Klubchef Ancillo Canepa über die neue FCZ-Realität

Seit 81 Tagen arbeitet der FC Zürich in der Challenge League an der Kurskorrektur. Ancillo Canepa äussert sich vor dem Europa-League-Auftakt in Villarreal zum ungewohnten Alltag der Zürcher.

Seit 81 Tagen arbeitet der FC Zürich in der Challenge League an der Kurskorrektur.
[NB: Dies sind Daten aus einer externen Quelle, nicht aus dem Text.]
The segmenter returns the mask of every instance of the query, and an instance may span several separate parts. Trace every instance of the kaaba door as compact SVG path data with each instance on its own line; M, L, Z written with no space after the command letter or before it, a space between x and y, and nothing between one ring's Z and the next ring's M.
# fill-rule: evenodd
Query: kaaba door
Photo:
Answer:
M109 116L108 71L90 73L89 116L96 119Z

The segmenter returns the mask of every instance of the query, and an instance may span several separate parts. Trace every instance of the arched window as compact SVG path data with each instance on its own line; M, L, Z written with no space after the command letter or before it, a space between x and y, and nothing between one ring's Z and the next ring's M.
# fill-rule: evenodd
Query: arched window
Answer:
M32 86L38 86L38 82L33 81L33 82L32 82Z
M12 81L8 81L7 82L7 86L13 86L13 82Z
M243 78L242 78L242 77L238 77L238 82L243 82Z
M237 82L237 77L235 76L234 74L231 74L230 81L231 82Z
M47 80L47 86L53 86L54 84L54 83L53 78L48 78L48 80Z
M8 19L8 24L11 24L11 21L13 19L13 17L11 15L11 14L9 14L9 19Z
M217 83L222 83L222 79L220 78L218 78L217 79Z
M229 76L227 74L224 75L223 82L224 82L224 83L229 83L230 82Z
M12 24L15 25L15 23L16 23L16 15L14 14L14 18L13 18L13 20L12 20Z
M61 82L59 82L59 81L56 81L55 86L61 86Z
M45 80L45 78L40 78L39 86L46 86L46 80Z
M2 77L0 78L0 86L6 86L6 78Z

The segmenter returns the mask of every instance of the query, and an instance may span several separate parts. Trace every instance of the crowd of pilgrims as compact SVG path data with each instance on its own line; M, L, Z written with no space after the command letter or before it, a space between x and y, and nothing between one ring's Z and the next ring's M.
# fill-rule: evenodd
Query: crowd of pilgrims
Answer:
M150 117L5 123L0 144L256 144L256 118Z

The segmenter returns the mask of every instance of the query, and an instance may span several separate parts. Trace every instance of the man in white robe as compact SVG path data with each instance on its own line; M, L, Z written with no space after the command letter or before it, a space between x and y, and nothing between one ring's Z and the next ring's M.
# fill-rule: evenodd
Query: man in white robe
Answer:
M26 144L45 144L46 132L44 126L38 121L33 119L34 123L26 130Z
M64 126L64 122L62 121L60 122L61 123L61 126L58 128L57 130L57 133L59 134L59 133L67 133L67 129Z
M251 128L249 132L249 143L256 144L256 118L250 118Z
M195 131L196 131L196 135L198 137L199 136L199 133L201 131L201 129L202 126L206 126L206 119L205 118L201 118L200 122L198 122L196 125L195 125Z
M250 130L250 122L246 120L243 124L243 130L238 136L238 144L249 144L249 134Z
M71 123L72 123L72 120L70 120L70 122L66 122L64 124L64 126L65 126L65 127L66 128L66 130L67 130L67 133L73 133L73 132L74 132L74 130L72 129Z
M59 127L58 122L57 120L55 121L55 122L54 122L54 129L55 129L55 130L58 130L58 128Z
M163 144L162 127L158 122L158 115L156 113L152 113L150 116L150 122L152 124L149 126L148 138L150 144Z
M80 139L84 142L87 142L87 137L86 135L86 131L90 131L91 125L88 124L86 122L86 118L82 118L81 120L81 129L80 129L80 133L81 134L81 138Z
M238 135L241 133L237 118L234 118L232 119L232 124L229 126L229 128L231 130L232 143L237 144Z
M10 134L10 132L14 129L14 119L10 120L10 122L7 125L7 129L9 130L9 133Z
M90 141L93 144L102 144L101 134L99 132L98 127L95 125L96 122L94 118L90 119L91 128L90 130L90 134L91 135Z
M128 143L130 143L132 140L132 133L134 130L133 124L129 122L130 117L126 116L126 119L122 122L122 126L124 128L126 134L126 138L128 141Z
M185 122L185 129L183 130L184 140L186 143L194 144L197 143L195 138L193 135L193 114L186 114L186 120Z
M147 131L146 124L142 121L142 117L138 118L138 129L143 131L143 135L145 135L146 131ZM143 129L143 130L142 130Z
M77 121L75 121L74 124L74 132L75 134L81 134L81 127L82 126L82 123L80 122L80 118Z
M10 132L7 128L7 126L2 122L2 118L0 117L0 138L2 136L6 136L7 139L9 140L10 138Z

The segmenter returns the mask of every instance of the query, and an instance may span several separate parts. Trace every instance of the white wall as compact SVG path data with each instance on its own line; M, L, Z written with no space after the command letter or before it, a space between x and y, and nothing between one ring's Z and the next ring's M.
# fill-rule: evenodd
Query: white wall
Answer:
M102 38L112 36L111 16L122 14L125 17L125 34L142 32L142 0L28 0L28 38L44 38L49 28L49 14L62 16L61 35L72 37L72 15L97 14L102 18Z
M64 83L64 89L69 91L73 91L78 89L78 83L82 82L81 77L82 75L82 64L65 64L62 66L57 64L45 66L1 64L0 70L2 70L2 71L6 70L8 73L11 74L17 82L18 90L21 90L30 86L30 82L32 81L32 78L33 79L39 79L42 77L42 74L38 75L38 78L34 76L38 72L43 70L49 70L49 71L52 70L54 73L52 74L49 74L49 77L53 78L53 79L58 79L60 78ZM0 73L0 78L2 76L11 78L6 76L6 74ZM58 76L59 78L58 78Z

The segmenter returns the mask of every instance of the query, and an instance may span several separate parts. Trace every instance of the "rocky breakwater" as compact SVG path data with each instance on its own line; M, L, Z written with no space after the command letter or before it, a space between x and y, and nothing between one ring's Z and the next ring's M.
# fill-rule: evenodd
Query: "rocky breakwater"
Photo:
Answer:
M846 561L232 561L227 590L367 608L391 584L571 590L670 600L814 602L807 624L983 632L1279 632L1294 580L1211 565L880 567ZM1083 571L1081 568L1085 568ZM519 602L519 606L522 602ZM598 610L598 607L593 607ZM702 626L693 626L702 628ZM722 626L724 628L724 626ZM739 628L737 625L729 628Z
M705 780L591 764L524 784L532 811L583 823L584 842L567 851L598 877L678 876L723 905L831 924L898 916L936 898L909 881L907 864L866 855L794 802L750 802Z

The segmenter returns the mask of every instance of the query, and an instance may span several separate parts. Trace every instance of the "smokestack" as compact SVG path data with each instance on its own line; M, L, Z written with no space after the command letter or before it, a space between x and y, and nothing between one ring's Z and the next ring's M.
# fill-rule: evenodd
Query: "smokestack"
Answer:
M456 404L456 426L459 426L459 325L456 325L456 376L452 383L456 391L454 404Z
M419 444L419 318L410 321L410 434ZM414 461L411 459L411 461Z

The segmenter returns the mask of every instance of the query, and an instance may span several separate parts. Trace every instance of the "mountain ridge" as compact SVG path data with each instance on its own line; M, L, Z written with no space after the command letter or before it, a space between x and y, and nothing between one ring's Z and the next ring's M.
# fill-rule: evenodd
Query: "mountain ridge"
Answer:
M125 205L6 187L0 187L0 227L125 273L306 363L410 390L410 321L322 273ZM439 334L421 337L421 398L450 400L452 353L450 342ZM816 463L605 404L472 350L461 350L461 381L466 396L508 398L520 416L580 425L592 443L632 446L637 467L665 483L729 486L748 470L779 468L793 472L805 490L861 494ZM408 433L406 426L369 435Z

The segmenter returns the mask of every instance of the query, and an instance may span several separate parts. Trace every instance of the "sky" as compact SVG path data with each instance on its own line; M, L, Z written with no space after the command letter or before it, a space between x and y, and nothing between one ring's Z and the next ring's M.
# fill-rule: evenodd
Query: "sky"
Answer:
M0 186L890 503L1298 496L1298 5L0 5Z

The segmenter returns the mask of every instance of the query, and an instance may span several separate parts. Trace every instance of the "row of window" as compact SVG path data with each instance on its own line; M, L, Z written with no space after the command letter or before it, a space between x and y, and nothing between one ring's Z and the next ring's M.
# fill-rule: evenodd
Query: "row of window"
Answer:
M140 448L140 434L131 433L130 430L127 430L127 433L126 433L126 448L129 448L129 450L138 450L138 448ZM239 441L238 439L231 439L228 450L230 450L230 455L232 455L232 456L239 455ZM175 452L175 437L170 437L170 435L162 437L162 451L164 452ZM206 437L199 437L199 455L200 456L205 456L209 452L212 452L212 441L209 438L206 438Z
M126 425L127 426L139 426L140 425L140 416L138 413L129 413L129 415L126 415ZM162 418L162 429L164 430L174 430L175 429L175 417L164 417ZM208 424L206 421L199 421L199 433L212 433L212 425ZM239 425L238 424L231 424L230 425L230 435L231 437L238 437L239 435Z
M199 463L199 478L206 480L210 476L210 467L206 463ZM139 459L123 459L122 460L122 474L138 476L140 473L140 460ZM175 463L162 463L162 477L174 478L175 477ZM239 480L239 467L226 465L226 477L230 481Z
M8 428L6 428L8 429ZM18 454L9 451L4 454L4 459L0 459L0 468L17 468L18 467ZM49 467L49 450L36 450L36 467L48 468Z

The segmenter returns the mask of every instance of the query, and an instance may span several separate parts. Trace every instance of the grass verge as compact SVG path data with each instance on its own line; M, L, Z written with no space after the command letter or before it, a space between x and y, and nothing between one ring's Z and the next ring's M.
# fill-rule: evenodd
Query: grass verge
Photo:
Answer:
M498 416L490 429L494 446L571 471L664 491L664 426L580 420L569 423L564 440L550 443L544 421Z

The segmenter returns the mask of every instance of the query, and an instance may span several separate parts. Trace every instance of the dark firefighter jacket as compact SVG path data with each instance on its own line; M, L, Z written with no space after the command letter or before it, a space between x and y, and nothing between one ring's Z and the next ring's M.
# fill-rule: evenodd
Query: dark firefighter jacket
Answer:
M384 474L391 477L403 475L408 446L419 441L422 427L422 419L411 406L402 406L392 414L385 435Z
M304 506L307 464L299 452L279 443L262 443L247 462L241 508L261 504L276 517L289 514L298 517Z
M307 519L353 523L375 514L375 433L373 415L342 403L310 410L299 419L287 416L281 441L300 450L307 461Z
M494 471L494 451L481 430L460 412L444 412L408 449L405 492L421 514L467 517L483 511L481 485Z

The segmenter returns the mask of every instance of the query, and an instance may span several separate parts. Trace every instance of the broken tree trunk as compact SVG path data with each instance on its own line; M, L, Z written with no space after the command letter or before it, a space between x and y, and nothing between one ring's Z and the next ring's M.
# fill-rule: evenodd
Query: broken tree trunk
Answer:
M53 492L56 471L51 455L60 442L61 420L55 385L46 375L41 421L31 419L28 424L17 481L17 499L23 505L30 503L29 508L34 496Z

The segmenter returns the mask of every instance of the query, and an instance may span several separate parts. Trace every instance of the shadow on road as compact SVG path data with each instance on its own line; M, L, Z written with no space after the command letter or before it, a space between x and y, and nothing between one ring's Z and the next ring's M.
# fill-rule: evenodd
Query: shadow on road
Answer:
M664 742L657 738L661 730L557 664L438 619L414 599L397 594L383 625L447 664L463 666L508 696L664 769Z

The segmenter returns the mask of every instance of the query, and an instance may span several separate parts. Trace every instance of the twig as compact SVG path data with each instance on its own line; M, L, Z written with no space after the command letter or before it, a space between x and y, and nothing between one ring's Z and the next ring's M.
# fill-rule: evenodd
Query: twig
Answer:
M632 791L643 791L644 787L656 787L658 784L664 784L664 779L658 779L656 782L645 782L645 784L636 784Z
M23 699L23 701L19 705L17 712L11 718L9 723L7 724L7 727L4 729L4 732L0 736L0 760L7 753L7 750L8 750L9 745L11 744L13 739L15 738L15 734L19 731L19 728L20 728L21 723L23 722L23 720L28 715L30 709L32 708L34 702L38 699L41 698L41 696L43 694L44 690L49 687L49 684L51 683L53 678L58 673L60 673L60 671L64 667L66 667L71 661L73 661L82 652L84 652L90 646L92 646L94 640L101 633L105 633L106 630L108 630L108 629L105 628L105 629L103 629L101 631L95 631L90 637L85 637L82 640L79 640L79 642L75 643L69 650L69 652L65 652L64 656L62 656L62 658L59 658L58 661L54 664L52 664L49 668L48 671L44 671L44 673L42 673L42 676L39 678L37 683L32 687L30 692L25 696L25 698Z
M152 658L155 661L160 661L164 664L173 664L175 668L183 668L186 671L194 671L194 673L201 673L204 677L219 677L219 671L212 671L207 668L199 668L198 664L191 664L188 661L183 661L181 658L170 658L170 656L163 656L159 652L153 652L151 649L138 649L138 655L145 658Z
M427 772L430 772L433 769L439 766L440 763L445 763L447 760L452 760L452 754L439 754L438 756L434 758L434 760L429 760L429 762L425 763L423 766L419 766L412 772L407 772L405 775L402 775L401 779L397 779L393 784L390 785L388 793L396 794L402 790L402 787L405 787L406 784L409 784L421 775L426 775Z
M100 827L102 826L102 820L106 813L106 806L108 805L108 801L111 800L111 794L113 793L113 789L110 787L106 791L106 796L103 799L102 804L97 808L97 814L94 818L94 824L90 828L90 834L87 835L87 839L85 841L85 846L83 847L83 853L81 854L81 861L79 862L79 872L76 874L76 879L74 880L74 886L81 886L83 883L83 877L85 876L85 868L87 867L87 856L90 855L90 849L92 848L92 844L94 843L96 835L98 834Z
Ancillo Canepa äussert sich vor dem Europa-League-Auftakt in Villarreal zum ungewohnten Alltag der Zürcher.

Im Gespräch mit der Nachrichtenagentur sda schildert der Klubchef, wie er die sportliche Degradierung des 12-fachen Meisters verarbeitet hat.

Mehr als ein einjähriges Gastspiel kann sich der FC Zürich in der Challenge League mutmasslich nicht erlauben?

«Den Begriff Gastspiel würde ich in unserem Zusammenhang so nicht verwenden. Es gibt sicherlich nichts daran zu rütteln, dass der sofortige Wiederaufstieg unser Ziel ist. So planen und verhalten wir uns ja auch.»

Wie gut hat sich der Klub vom sportlichen Kollaps im letzten Mai erholt?

«Vielleicht ist es auch eine Qualität der Vereinsführung, dass es gelungen ist, den ersten Schock relativ gut wegzustecken, den Blick unmittelbar danach wieder in die Zukunft zu richten, sofort wieder die Arbeit aufzunehmen – im personellen Bereich, im Stab, in der Kaderplanung.»

Die Zuschauer waren aufgebracht, Spieler wollten weg, Kritik prasselte auf Sie nieder. Wie haben Sie den Exodus abwenden können?

«Wir reagierten nie panisch und haben relativ unaufgeregt unter sehr schwierigen Bedingungen die Ruhe bewahrt. Alle Beteiligten packten mit an und bereiteten die neue Saison extrem pflichtbewusst vor. Der FCZ hat rasch wieder Tritt gefunden, weil wir die Realität umgehend akzeptierten. Andere Vereine wären vielleicht im Chaos versunken, wir nicht.»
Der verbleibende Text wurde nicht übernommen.